By Elana Gotkine HealthDay Reporter

WEDNESDAY, March 26, 2025 (HealthDay News) — Black Americans, including infants and children, have persistent excess mortality relative to White Americans, according to a study published online March 25 in the Annals of Internal Medicine.

Angel Paternina-Caicedo, M.D., from the Universidad Nacional de Colombia in Bogotá, and colleagues examined excess infant and childhood mortality in Black Americans between 1950 and 2019. Mortality data obtained by the U.S. Centers for Disease Control and Prevention and the U.S. Census Bureau were analyzed, and the absolute and relative sex- and age-specific excess mortality burden was compared for Black versus White Americans.

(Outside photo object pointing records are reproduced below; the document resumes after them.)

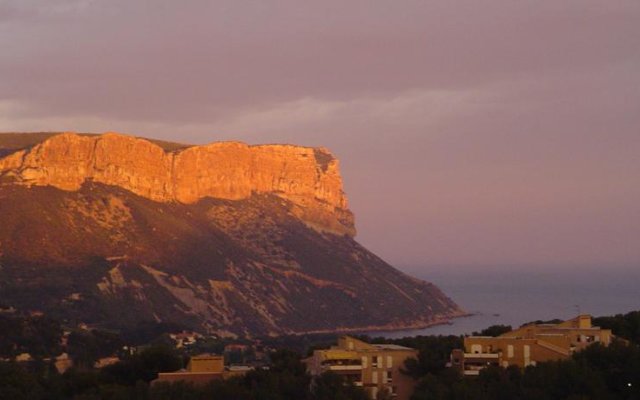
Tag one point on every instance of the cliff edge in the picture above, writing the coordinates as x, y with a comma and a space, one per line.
307, 177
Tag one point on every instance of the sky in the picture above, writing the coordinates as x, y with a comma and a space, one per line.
492, 133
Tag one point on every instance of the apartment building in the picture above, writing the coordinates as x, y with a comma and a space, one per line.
375, 367
201, 370
529, 345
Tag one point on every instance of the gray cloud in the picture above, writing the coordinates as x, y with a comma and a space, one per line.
493, 132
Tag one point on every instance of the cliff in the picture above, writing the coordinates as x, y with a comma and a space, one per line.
227, 238
308, 177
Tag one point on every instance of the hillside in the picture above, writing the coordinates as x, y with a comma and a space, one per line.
225, 238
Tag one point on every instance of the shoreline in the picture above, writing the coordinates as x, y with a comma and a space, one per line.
386, 328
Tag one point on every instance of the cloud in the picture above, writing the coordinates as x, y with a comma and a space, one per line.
468, 132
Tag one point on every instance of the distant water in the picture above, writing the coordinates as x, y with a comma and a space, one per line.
516, 296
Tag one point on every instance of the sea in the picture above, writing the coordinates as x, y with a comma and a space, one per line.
515, 296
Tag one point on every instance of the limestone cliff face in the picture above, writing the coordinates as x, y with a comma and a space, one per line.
308, 177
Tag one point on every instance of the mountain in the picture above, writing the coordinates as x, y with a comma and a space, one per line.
226, 238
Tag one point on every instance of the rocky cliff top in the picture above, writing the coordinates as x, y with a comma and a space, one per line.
308, 178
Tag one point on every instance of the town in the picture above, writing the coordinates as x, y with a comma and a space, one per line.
36, 349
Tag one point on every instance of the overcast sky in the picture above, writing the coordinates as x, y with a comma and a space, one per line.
469, 132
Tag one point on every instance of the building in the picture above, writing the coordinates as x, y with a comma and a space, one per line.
375, 367
201, 370
529, 345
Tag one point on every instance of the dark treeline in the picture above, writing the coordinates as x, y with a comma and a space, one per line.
130, 379
597, 373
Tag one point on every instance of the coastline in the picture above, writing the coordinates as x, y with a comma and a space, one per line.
393, 327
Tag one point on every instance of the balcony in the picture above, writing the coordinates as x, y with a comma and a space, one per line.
343, 367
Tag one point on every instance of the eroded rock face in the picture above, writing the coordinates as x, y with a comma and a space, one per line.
309, 178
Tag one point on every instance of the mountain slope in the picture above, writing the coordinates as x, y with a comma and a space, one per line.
85, 241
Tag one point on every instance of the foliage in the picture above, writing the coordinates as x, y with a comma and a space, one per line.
494, 330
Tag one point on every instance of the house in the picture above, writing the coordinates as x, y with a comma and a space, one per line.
201, 370
375, 367
528, 345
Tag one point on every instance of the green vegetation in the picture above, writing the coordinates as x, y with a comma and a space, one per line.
16, 141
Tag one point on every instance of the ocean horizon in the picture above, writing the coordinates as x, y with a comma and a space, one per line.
520, 295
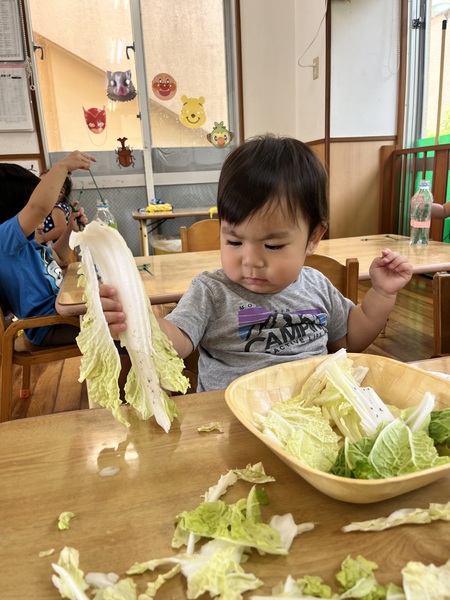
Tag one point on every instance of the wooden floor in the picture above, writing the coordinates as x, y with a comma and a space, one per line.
408, 337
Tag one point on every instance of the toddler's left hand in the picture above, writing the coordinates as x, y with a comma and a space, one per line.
77, 219
390, 272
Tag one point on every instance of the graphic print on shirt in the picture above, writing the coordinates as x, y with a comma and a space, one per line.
274, 332
51, 269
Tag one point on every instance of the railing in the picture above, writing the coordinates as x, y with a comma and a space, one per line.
400, 173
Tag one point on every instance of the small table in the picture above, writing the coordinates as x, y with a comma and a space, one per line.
173, 273
158, 218
54, 463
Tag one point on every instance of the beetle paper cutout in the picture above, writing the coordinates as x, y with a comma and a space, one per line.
192, 112
125, 157
120, 87
220, 137
164, 86
95, 119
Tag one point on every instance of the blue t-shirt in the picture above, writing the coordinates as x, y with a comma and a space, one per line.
29, 277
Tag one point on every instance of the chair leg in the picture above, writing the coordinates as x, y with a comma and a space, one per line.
5, 400
25, 387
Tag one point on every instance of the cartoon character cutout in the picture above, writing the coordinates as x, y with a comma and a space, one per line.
125, 157
164, 86
192, 112
120, 87
95, 119
220, 136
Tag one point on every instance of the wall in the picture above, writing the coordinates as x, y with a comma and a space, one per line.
279, 95
279, 42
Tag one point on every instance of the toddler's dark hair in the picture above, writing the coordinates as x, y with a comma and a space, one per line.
67, 185
16, 186
267, 168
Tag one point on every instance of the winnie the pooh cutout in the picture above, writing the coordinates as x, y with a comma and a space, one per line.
192, 113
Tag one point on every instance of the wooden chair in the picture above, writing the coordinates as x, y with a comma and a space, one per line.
441, 319
343, 277
17, 350
202, 235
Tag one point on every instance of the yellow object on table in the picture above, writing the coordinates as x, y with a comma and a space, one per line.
152, 208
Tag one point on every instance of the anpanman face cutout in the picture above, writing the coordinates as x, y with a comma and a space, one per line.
164, 86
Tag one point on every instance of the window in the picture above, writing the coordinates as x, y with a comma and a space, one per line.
428, 85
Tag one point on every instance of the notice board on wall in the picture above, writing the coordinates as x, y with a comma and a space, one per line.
15, 101
12, 38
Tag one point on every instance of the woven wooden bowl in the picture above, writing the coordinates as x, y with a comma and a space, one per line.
396, 383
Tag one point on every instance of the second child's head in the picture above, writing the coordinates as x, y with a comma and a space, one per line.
273, 209
16, 186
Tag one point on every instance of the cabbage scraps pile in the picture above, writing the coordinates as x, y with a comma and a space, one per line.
155, 364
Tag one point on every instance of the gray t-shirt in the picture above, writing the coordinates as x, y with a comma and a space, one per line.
238, 331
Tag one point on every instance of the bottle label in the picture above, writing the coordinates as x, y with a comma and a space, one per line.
420, 224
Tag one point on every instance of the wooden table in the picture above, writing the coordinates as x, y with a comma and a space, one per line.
173, 273
156, 219
170, 278
52, 464
424, 259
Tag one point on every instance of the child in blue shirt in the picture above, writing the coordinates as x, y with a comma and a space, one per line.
30, 275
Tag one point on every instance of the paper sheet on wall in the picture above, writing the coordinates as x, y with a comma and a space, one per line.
11, 40
15, 107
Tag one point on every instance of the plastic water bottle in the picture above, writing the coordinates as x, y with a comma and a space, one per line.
421, 214
104, 215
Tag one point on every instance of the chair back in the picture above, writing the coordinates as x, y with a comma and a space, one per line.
441, 320
343, 277
202, 235
16, 350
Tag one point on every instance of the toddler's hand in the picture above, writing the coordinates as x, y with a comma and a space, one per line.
390, 272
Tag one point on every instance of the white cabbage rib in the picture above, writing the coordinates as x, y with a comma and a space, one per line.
153, 359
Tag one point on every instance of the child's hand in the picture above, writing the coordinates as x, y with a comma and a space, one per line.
78, 160
112, 310
390, 272
77, 220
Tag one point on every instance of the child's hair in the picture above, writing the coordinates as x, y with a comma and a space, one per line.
16, 186
267, 168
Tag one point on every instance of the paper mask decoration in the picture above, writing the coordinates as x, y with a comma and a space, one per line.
125, 157
192, 113
95, 119
120, 87
164, 86
220, 137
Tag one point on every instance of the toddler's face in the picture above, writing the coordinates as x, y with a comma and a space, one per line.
266, 253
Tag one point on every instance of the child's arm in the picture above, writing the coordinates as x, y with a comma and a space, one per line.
45, 195
440, 211
116, 321
389, 274
61, 249
60, 224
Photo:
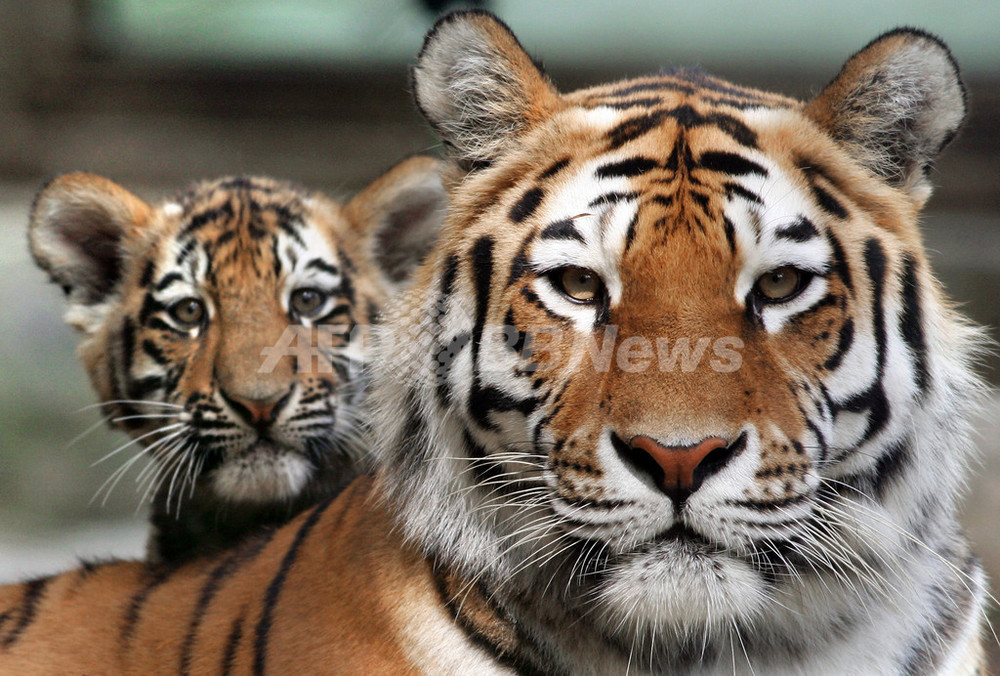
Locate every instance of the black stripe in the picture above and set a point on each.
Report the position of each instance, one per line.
(840, 265)
(150, 306)
(890, 465)
(167, 280)
(844, 342)
(140, 388)
(127, 338)
(273, 592)
(730, 163)
(740, 191)
(245, 553)
(154, 352)
(481, 260)
(147, 274)
(155, 577)
(630, 233)
(519, 265)
(634, 128)
(526, 206)
(563, 229)
(33, 592)
(485, 400)
(635, 166)
(874, 400)
(911, 322)
(232, 644)
(554, 169)
(687, 116)
(801, 230)
(612, 198)
(321, 264)
(199, 221)
(186, 251)
(448, 276)
(533, 298)
(730, 234)
(828, 202)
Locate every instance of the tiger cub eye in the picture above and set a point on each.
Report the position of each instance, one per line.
(188, 311)
(781, 283)
(307, 302)
(580, 284)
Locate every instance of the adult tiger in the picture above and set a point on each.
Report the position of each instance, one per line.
(221, 331)
(564, 501)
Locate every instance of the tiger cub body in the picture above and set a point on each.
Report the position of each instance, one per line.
(558, 490)
(223, 330)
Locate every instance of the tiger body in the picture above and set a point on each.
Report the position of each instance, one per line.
(224, 330)
(558, 489)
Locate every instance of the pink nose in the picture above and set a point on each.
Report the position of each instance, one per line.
(260, 413)
(680, 470)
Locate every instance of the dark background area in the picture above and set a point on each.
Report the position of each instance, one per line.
(156, 94)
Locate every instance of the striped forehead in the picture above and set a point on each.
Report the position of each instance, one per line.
(747, 210)
(236, 234)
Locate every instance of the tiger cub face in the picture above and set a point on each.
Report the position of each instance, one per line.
(679, 374)
(223, 329)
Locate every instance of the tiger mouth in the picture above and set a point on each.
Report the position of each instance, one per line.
(262, 449)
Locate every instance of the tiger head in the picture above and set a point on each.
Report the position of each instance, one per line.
(223, 328)
(678, 370)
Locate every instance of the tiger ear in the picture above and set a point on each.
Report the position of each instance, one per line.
(401, 214)
(477, 87)
(895, 105)
(77, 225)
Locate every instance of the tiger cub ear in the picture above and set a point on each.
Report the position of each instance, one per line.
(76, 230)
(895, 105)
(400, 214)
(477, 86)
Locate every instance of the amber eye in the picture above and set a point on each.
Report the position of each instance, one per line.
(188, 312)
(781, 284)
(580, 284)
(307, 302)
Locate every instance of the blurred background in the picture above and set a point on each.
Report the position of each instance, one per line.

The researchers found that starting in 1950, the gaps in absolute life expectancy and age-standardized mortality decreased between Black and White Americans during the 70-year period, but there was an increase in relative mortality in infants and children during the same period. In the 1950s, the mortality rates were 2,703 and 5,181 deaths per 100,000 persons for White and Black infants, respectively, for an excess mortality ratio of 1.92. In the 2010s, the corresponding mortality rates were 499 and 1,073 deaths per 100,000 persons in White and Black infants, for an excess mortality ratio of 2.15. If mortality rates for Black Americans were equal to those of White Americans, a total of 5.0 million excess deaths (including 522,617 infants) could have been avoided during these seven decades.

“Racial inequalities in infant and childhood mortality between Black and White Americans have not decreased in 70 years in the United States, with Black infants and children consistently having nearly twice the risk for death of White infants and children,” the authors write.